Ed Krug, Ian Calder-Piedmonte, and Sharon McCobb voted with Mr. Kramer, while Randy Parsons, Louis Cortese, and Kathy Cunningham voted against the application.
Explaining his vote, Mr. Parsons noted that the town’s code for wireless facilities had been adopted 18 years ago and was out of date. “There is no written plan or map of preferred sites for wireless communications and emergency services facilities in the town,” he said. The town, he added, needs to be “more proactive” in determining the location and design of such structures.
The deadline imposed by the settlement led to some confusion about the wording of the board’s resolution, which was drafted during the meeting by Jameson McWilliams, its legal counsel.
After board members read the resolution, Mr. Calder-Piedmonte suggested adding a condition that explicitly required AT&T to allow the town to use the space above 160 feet for emergency communications equipment.
Ms. Cunningham wanted to require the company to change the design of a concrete pad on which an associated diesel generator and fuel storage tank will sit. A two-inch lip on the pad, she said, would protect the groundwater from runoff from the equipment.

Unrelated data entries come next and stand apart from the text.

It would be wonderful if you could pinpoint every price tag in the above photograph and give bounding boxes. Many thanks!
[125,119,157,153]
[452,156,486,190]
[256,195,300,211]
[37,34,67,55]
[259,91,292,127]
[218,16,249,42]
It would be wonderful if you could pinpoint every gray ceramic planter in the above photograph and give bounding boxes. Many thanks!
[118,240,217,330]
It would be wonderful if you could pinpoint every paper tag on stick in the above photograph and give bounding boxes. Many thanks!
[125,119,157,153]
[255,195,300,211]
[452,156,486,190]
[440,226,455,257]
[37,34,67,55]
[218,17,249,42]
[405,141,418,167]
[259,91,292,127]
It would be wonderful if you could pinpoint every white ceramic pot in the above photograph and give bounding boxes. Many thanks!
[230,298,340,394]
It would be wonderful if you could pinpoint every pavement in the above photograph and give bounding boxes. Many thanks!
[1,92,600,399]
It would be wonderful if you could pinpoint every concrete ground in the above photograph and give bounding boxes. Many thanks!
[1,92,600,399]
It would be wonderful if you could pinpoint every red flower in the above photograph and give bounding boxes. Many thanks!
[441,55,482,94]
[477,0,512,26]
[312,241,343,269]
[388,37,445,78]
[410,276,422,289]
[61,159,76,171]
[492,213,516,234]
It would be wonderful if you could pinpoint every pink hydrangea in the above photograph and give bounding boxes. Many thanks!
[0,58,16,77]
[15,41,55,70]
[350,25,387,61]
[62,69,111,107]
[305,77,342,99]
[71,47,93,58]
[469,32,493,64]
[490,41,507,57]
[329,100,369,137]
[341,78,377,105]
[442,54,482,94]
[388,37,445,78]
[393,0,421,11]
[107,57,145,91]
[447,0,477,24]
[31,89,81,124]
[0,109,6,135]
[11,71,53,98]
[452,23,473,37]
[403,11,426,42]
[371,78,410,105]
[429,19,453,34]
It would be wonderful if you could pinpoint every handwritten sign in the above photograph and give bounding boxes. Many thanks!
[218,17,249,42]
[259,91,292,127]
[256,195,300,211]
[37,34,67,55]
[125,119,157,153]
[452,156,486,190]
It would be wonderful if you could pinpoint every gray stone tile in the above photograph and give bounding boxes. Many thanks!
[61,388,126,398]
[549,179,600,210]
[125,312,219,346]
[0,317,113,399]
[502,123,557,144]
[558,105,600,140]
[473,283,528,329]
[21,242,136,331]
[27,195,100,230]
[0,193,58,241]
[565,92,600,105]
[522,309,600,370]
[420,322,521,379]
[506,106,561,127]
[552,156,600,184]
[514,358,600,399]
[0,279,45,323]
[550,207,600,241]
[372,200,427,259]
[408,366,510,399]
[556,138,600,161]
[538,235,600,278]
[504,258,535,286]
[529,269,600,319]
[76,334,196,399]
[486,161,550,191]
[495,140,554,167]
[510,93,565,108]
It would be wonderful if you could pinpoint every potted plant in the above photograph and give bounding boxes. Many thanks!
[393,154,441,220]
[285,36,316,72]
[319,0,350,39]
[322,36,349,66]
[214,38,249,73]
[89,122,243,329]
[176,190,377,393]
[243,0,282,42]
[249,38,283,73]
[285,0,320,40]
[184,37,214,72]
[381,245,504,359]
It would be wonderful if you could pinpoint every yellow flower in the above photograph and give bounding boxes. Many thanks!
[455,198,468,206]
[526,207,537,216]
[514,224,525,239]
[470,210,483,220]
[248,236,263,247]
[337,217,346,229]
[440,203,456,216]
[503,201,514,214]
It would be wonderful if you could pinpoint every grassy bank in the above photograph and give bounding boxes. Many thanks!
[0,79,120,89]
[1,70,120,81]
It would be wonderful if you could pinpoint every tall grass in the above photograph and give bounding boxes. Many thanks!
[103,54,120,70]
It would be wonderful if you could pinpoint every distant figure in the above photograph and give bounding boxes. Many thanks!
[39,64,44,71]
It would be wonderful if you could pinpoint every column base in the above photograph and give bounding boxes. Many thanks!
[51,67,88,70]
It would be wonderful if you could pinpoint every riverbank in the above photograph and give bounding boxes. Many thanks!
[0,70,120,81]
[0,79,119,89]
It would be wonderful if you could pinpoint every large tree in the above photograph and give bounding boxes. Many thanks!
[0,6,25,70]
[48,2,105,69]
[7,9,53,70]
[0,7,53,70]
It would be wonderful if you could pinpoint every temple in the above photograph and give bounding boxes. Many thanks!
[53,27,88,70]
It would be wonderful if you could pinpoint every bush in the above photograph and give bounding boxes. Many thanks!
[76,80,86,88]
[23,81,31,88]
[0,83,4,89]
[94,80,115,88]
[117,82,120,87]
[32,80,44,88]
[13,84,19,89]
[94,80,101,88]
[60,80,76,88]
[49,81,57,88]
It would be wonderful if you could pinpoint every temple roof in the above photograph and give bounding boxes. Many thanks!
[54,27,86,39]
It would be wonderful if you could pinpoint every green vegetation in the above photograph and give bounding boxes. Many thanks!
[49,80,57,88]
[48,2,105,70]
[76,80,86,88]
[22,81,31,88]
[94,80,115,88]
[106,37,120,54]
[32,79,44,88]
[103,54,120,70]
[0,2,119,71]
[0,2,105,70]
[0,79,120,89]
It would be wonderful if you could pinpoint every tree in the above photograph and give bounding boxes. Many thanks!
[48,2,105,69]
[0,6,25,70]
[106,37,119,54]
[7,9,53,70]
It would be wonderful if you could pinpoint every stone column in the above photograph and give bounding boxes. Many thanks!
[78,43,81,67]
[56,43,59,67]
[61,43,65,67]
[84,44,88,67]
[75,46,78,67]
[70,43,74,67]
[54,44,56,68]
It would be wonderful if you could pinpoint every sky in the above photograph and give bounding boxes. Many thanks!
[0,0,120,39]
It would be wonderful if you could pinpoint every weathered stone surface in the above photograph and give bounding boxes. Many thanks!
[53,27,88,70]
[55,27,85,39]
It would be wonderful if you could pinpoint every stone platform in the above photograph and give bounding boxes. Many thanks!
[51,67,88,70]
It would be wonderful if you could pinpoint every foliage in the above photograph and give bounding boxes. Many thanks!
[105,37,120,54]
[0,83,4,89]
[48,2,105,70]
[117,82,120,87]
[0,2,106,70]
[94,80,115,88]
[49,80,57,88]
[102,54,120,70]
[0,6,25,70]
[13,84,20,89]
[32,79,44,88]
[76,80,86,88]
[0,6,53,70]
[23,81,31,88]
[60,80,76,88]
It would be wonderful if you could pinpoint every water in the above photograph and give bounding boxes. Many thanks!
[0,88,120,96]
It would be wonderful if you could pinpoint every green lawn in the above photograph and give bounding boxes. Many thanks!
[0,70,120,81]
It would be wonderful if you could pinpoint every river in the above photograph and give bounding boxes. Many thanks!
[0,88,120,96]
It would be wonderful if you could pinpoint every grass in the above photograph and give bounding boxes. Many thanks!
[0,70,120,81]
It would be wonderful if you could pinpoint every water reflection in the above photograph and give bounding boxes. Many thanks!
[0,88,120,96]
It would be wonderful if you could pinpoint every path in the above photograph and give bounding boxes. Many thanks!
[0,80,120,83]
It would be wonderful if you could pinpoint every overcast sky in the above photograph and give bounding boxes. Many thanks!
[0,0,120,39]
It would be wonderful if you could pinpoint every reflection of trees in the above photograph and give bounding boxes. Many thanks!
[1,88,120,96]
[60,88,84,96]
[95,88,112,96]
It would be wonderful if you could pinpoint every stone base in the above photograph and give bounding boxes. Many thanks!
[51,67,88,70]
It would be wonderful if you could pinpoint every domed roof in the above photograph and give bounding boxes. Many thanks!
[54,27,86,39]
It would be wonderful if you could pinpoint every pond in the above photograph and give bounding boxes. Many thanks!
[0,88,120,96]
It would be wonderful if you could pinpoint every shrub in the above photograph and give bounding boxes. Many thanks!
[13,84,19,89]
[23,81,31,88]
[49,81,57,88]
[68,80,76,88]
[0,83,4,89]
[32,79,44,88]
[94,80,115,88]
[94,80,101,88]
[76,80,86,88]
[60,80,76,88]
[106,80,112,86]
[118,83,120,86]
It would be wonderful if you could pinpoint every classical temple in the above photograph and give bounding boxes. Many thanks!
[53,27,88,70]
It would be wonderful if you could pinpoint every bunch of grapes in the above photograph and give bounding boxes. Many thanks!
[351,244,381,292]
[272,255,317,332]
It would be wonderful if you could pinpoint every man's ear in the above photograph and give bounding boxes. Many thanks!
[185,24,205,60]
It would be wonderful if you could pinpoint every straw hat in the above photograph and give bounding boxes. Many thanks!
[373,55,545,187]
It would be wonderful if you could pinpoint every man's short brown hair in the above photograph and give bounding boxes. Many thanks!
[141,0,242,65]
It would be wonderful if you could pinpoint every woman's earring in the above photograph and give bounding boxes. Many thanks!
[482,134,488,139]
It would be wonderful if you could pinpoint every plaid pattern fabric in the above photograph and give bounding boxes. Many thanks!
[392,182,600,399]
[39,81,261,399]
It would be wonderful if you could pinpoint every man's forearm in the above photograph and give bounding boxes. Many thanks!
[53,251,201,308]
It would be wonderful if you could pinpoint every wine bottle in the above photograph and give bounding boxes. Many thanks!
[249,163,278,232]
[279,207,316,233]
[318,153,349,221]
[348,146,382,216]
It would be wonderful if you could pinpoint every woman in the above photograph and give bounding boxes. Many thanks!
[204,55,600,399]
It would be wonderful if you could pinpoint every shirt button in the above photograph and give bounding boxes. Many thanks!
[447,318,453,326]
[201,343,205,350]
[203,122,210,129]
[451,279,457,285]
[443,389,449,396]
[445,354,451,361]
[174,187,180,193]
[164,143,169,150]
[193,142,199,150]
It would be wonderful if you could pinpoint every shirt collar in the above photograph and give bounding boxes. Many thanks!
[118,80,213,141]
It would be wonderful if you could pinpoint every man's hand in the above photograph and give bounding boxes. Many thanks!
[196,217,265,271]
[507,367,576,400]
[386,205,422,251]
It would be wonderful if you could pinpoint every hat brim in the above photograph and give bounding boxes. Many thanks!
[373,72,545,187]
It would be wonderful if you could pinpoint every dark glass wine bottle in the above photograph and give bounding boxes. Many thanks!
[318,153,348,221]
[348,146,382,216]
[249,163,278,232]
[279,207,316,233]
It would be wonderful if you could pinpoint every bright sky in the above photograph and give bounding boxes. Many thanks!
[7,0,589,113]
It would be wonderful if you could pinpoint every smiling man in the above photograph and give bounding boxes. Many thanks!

The board settled on inserting less specific language that requires AT&T to comply with all provisions of the town’s groundwater protection policy.
Scoville Considered
Later that evening, the board considered an application having to do with Scoville Hall, the Amagansett Presbyterian Church’s parish house, which was built in 1925 and reconstructed after a fire destroyed it in 2011.
The church is seeking site plan approval to install a 1,050-square-foot bluestone terrace, a 64-square-foot concrete pad for a Dumpster, a 180-square-foot, 8-foot-deep pit to hold a generator, 6-foot-high fences to screen the Dumpster and the generator, and seven 10-foot pole-mounted lights for the parking lot. It is also seeking to relocate a shed on the property.
The proposal would require variances from the zoning board of appeals to allow for 15,061 square feet of coverage, where 13,822 square feet is now allowed.
The patio, said Richard Whalen, a lawyer for the church, would be used as a place to hold functions, and it would be named in memory of Ron Fleming, who was a member of the church.
The church had been offered an old generator for free, Mr. Whalen said, and intends to use the hall as an emergency shelter. The generator would be housed in the proposed pit and outfitted with a custom-made baffle system to dampen the noise.
Mr. Whalen said SoundSense, an acoustical consultant in Wainscott, had determined that the generator would emit 65 decibels of sound. That would exceed the town’s allowable level for noise for properties in a residential zone between 7 p.m. and 7 a.m.
Mr. Whalen pointed out that when the generators are not in use, they run for only about 20 minutes once a week, and could be timed to run between 7 a.m. and 7 p.m., when 65 decibels is permitted by the code. “I don’t feel comfortable approving it unless I know that the noise is at a code-compliant level,” said Ms. Cunningham, and her colleagues agreed. The applicant’s lighting plan also did not comply with the code’s standards for light emissions.
Mr. Whalen said he would investigate more options to baffle the generator noise and would rethink the lighting plan before providing the board with an updated proposal.